How the BioMed Reasoning API Traces Lisinopril to Cough
March 29, 2026 · 6 min read
Lisinopril-induced cough is one of the most well-documented adverse drug reactions in clinical medicine. Between 5% and 35% of patients taking ACE inhibitors report a dry, persistent cough. But why does blocking an enzyme involved in blood pressure regulation cause a respiratory symptom?
The BioMed Reasoning API answers this question by tracing a mechanistic causal chain across multiple biomedical databases, not by generating text from an LLM.
Step 1: Drug Normalization
When the query "Why does lisinopril cause cough?" enters the system, the question parser extracts two entities: the drug lisinopril and the symptom cough. The drug name is resolved against PubChem, returning CID:5362119 with molecular formula C21H31N3O5. Brand name variants like Zestril or Prinivil are mapped to the same canonical form via the normalization layer.
Step 2: Target Identification
ChEMBL returns the primary target: Angiotensin-converting enzyme (ACE), UniProt accession P12821, with an action type of INHIBITOR. The confidence score is 0.95, reflecting strong experimental evidence from bioactivity assays. This is not an LLM prediction — it is a curated pharmacological relationship from the European Bioinformatics Institute.

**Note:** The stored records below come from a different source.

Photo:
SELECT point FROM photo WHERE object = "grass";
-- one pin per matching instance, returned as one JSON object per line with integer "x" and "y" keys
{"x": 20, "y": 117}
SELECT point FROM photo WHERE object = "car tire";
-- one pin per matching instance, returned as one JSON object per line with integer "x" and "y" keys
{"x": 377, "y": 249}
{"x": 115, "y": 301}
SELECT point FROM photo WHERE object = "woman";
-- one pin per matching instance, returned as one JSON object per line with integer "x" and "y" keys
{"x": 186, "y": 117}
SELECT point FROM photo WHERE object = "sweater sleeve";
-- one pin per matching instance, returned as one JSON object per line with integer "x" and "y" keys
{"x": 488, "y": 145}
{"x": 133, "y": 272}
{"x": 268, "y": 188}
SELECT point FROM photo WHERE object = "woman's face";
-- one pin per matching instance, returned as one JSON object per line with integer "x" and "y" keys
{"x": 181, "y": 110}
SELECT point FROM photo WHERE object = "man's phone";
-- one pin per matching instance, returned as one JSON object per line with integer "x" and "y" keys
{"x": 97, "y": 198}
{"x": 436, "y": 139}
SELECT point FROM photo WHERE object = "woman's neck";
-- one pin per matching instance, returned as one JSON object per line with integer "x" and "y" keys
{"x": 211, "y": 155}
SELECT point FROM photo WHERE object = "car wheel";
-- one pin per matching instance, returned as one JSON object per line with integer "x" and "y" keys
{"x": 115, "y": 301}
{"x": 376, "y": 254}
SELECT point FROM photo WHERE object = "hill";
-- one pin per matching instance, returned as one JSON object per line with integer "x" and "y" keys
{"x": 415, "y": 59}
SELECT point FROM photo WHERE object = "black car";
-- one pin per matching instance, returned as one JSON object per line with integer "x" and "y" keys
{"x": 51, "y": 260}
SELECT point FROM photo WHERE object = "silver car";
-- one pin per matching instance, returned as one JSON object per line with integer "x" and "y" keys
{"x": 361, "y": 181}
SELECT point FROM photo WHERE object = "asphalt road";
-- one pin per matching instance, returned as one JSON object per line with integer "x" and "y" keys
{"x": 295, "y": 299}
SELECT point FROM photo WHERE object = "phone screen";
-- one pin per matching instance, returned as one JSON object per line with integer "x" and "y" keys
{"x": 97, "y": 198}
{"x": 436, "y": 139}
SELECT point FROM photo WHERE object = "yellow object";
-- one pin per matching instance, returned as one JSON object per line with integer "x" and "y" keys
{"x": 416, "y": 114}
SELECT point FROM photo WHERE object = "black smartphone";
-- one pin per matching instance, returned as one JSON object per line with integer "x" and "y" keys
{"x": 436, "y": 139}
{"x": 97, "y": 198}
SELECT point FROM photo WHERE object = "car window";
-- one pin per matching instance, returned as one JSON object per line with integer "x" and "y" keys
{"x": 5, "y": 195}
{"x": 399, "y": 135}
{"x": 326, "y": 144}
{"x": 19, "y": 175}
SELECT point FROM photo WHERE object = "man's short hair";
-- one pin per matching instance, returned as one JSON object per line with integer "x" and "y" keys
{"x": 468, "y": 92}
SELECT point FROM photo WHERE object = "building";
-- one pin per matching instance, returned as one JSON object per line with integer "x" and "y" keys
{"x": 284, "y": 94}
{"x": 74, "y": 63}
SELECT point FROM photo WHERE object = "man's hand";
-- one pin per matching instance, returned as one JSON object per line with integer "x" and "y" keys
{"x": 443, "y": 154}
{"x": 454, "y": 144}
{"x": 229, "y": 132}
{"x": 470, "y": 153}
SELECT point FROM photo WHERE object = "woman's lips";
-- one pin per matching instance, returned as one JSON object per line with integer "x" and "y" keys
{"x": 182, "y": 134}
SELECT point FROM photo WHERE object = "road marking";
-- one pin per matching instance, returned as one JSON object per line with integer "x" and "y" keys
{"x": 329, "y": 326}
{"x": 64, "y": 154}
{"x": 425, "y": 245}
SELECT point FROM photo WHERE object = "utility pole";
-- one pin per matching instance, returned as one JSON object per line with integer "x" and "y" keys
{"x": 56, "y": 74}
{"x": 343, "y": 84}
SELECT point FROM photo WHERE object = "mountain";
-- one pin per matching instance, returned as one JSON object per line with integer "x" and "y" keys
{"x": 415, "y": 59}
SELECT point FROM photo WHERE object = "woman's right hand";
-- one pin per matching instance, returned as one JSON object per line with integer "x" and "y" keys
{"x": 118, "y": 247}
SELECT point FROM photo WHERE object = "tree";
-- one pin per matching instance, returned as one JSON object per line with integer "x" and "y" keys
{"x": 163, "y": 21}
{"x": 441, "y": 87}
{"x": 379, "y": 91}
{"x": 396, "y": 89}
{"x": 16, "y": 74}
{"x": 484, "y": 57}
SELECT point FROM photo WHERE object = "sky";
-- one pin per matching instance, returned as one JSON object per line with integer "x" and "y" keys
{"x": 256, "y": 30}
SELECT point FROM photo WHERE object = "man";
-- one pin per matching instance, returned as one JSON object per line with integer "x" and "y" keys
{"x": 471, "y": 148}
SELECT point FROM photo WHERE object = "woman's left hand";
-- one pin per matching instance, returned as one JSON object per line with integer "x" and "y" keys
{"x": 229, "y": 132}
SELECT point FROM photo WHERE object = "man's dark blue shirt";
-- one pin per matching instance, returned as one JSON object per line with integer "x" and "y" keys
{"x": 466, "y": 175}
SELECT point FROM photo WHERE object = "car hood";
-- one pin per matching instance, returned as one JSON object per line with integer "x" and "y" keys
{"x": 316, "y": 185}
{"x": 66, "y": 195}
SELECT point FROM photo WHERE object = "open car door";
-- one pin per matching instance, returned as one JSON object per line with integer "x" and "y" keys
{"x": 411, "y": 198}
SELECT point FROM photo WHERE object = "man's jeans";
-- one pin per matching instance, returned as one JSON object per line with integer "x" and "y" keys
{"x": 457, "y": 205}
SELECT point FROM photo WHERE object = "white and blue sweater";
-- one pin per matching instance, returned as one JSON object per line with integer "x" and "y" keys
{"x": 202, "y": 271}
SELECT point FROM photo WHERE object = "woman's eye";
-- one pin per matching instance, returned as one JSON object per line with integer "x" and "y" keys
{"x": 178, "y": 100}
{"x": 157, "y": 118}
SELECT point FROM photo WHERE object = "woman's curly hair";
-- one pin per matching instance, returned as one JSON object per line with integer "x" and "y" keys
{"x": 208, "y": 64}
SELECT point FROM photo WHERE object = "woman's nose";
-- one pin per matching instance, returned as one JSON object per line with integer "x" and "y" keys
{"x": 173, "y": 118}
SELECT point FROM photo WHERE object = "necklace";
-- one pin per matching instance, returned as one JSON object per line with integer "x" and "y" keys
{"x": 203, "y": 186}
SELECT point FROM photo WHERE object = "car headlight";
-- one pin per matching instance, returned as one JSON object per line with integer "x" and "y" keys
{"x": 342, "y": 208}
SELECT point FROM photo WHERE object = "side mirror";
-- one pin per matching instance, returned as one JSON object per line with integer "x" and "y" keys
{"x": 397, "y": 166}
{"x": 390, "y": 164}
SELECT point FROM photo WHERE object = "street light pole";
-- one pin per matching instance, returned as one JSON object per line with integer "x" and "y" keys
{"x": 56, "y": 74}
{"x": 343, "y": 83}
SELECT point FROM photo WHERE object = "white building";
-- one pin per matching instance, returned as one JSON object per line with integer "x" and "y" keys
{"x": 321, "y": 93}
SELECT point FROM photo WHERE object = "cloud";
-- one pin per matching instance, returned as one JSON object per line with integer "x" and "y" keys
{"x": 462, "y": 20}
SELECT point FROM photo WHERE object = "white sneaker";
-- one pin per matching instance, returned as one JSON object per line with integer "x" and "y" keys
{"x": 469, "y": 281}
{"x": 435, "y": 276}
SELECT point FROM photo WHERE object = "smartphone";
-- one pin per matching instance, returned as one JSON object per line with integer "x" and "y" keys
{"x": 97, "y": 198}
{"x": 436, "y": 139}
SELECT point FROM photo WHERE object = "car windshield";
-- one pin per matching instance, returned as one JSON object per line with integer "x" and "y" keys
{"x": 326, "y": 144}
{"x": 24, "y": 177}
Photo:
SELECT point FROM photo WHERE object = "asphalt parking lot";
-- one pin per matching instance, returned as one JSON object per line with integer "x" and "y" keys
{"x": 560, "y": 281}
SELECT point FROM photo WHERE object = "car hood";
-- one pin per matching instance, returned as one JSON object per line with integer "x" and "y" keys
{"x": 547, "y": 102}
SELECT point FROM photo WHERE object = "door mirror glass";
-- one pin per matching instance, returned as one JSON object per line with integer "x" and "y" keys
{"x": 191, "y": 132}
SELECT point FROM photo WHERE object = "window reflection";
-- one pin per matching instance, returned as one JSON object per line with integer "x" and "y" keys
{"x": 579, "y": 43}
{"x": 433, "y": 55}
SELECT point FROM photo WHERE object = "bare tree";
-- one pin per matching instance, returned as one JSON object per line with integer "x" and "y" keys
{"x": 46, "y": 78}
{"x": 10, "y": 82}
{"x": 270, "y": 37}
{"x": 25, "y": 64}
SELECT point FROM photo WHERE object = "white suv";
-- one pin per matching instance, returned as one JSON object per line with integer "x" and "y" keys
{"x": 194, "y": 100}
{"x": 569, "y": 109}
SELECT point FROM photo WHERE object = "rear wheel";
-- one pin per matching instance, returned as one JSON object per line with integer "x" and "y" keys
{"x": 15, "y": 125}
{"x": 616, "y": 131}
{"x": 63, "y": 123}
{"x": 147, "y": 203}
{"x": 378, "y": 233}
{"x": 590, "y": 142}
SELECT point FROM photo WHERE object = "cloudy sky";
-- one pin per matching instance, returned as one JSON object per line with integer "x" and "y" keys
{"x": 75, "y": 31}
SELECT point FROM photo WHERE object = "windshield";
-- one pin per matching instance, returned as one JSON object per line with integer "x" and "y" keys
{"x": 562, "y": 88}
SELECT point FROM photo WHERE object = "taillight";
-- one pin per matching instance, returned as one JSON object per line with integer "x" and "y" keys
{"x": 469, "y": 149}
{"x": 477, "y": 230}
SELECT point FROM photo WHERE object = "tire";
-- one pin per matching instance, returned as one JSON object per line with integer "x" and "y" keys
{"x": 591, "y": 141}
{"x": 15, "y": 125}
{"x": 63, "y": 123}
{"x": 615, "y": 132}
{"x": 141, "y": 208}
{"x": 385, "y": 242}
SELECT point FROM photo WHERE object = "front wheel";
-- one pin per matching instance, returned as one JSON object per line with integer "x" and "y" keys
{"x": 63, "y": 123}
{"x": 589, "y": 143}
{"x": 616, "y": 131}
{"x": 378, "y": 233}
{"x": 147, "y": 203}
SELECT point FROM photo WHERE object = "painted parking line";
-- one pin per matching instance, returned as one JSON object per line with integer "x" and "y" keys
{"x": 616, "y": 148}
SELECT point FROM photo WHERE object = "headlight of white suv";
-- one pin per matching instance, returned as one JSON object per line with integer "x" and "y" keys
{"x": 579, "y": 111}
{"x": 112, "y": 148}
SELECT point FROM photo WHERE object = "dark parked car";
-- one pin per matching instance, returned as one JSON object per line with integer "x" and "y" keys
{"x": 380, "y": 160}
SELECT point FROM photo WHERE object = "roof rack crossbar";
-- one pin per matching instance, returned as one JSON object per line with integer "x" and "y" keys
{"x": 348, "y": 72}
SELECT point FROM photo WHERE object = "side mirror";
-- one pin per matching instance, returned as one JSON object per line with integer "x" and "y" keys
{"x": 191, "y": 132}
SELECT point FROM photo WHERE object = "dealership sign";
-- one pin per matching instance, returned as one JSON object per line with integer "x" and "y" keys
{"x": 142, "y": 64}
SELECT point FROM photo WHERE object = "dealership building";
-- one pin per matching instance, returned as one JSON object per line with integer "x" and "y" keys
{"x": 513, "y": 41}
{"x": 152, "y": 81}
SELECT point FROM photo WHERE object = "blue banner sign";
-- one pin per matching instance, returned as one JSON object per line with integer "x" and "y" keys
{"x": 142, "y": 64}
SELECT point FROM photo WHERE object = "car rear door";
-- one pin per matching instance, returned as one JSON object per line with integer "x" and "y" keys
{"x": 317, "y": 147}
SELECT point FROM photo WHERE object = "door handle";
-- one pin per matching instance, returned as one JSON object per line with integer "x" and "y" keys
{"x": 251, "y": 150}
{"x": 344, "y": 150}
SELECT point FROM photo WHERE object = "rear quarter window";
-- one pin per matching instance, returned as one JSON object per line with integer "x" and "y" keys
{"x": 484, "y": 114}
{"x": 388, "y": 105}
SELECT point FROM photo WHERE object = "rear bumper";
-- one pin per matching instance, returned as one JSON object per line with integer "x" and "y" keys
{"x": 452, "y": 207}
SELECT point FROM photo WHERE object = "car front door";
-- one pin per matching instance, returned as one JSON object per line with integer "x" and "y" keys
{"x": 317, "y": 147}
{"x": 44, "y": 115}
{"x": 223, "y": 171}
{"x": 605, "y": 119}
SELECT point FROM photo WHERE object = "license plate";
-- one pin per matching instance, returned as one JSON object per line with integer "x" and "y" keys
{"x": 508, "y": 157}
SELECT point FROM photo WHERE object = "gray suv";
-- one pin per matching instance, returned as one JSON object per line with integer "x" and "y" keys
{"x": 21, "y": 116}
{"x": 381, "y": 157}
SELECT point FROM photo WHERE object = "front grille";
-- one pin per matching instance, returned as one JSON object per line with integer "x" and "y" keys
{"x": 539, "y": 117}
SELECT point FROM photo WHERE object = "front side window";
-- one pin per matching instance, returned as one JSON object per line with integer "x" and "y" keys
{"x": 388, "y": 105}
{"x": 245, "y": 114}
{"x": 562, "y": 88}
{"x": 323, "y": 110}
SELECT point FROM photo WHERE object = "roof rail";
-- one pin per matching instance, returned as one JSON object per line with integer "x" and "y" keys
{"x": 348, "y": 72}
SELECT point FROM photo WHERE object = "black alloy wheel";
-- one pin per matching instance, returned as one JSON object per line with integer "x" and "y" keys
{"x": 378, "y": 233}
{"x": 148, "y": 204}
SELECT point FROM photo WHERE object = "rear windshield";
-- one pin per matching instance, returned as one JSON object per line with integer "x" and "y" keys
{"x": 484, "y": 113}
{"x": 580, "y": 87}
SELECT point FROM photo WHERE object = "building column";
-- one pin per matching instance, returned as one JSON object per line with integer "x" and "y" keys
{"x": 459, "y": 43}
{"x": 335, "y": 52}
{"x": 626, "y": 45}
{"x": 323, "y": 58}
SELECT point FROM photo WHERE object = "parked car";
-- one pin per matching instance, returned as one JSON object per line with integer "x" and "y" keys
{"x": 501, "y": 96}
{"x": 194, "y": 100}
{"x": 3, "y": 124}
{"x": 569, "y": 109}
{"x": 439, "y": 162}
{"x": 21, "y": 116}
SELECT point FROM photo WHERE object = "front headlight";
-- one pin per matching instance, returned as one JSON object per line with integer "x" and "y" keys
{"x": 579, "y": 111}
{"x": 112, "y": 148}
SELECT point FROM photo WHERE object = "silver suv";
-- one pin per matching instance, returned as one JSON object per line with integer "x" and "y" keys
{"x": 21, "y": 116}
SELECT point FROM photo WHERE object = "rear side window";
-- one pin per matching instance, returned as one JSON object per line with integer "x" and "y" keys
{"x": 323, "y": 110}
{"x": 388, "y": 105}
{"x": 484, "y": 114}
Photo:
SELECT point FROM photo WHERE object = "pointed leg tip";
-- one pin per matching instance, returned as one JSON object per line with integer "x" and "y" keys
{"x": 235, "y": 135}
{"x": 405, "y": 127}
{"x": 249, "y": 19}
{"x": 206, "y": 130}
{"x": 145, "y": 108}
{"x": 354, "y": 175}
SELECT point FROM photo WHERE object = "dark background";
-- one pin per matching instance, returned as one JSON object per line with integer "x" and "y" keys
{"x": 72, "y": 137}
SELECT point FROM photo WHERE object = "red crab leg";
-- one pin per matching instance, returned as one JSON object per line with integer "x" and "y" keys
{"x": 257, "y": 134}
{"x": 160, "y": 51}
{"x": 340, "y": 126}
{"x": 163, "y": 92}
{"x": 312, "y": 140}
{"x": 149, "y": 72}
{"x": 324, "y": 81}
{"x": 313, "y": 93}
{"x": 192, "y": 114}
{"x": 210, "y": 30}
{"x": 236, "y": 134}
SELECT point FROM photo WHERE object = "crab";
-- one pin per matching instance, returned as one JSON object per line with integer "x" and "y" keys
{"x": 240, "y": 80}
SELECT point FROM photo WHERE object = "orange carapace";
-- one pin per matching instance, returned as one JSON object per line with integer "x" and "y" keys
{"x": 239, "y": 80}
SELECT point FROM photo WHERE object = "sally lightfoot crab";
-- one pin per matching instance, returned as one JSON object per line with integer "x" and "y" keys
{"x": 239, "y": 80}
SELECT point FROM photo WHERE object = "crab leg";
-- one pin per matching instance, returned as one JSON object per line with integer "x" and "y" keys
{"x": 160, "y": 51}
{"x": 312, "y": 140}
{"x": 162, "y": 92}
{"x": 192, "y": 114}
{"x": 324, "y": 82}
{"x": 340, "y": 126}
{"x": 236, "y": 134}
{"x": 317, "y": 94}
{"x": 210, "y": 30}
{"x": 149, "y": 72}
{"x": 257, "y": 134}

Step 3: Pathway Resolution
The system queries Reactome for pathways involving ACE. The critical finding is the bradykinin signaling pathway (R-HSA-9660821). ACE normally degrades bradykinin, a peptide involved in inflammation and vascular permeability. When ACE is inhibited by lisinopril, bradykinin accumulates.
Step 4: CTD Gene-Disease Evidence
The Comparative Toxicogenomics Database provides 17 curated chemical-gene interactions for lisinopril, including direct evidence linking ACE inhibition to respiratory effects. Multiple PubMed IDs (e.g., PMID:15947090) support this relationship with peer-reviewed literature.
Step 5: Adverse Event Confirmation
OpenFDA FAERS shows over 34,000 cough reports associated with lisinopril, making it one of the most frequently reported adverse events for this drug. This real-world pharmacovigilance data corroborates the mechanistic chain.
The Complete Causal Chain
The graph engine assembles these pieces into a verifiable chain:
Lisinopril → INHIBITS (ChEMBL, 95%) → ACE
ACE → PARTICIPATES_IN (Reactome, 88%) → Bradykinin signaling
Bradykinin signaling → ASSOCIATED_WITH (CTD/FAERS, 82%) → Cough
Overall chain confidence: 88%. Every link has a source database, an identifier, and a confidence score.
Why This Matters
An LLM could generate a plausible paragraph about lisinopril and cough. But it could not tell you which specific database confirmed the ACE-bradykinin relationship, how many FAERS reports exist, or what the confidence score is for each link in the chain. The BioMed Reasoning API provides all of this, because the reasoning is derived from the graph, not generated by a language model.
This is the difference between information retrieval and mechanistic reasoning. The system does not just know that lisinopril can cause cough — it knows why, and it can prove each step.